The timeless repository

When in Doubt, Turn to _why

Written by Magnus Holm.

For a long time, Rack couldn’t parse nested hash params. That’s was pretty annoying, so until they decided how to implement it in the best way, every other framework were cleaning up after Rack. My attempt to do it in Camping is clearly a bad solution, so I decided to have a look at other implementations and steal some ideas.

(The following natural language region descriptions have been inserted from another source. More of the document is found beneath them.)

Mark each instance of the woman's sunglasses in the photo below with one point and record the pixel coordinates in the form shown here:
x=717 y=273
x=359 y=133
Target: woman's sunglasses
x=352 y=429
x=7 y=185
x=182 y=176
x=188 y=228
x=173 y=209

Let’s use Sinatra as an example

Most of them are were similar to Sinatra’s (this is slightly modified for readability, but the idea still applies):

params.inject({}) do |hash, (key, value)|
  if key =~ /\[.*\]/
    parts = key.scan(/(^[^\[]+)|\[([^\]]+)\]/).flatten.compact
    head, last = parts[0..-2], parts[-1]
    head.inject(hash){ |s,v| s[v] ||= {} }[last] = value
    hash[key] = value

This implementation was taken from an example posted to the Rack ML by Michael Fellinger (of Ramaze fame). For the background on the patch that went into Sinatra: take a look the ticket over at their bug tracker.

We’re looping through each of the params and checks if the key includes brackets. If so, the param is nested and it starts by finding the different parts:

parts = key.scan(/(^[^\[]+)|\[([^\]]+)\]/).flatten.compact

The first part of the regex matches from the beginning of the key to the first [, while the second matches each of the [parts]. Some cleanup is needed to flatten and remove nils (just try the line in IRB and you’ll see it quickly).

Next up, we’re splitting out the last part, before we use inject to build up a Hash:

head.inject(hash){ |s,v| s[v] ||= {} }[last] = value  

Here, we’re building a Hash based on the params we’ve already cleaned up and the current param we’re working on. Then, finally, we’re setting the value.

The _why way

All of this makes sense. I wrote approximately the same when trying to cleanup my broken version. However, while I was looking for the way Ramaze did it, I found an excellent link to RedHanded: Injecting a Hash Backwards and the Merge Block. That version is just awesome (this is also slightly modified):

m = proc {|_,o,n|o.merge(n,&m)}
params.inject({}) do |hash, (key, value)|
  parts = key.split(/[\]\[]+/)
  hash.merge(parts.reverse.inject(value) { |x, i| {i => x} }, &m) 

Notice the sweet, micro way to split out the parts: If we got a key like: “first[second][third]” we can simply split by any numbers of [ and ] and we’ll end up with “first”, “second” and “third”. Of course, this is going to fail on stuff like “this]is]really]one]key”, but we can safely assume that nobody uses such parameter names.

Now, the next is what makes this so different and awesome. Let’s look at first part of it:

parts.reverse.inject(value) { |x, i| {i => x} }

We’re reversing it and building it backwards. The inject starts with our original value and then we build our way out by creating Hashes:

parts = ["first", "second", "third"]
value = 123

# first run of inject:
x = 123
i = "third"
return { "third" => 123 }

# second run of inject:
x = { "third" => 123 }
i = "second"
return { "second" => { "third" => 123 } }

# second run of inject:
x = { "second" => { "third" => 123 } }
i = "first"
return { "first" => { "second" => { "third" => 123 } } }

So when we got this little recursive Hash, we need to merge it with the rest. Most of you, including me, would say that it would be a hard task, since we also need to merge it recursively:

params = { "first" => { "second" => { "third" => 123 } } }
current_param = { "first" => { "another" => 456 } }

params.merge(current_param) # fail!
current_param.merge(params) # fail!

Meet the Merge Block

This was the first time I’ve ever heard of the merge block. It’s not even properly documented! But it’s a very simple and very powerful feature: If we get a merge conflict (same keys in both Hashes), it’s calling that block.

params = { "first" => { "second" => { "third" => 123 } } }
current_param = { "first" => { "another" => 456 } }

params.merge(current_param) do |key, value_from_params, value_from_current_param|
  # key is defined in both params and current_param.
  # In this case we can simply merge them again.

# =>
{ "first" => { "second" => { "third" => 123 }, "another" => 456 } }

And in order to merge it recursively, we build the block in advance and pass the block into the inner merge too:

m = proc {|_,o,n|o.merge(n,&m)}
# ...
hash.merge(recursive_hash, &m) 

Shorter? Faster?

I believe the first, natural way (which is used in Rack today) is both faster and shorter, but guess which version I added to Camping? As a wise man once said:

Not all code needs to be a factory, some of it can just be origami.

Let’s leave the factories to Java, shall we?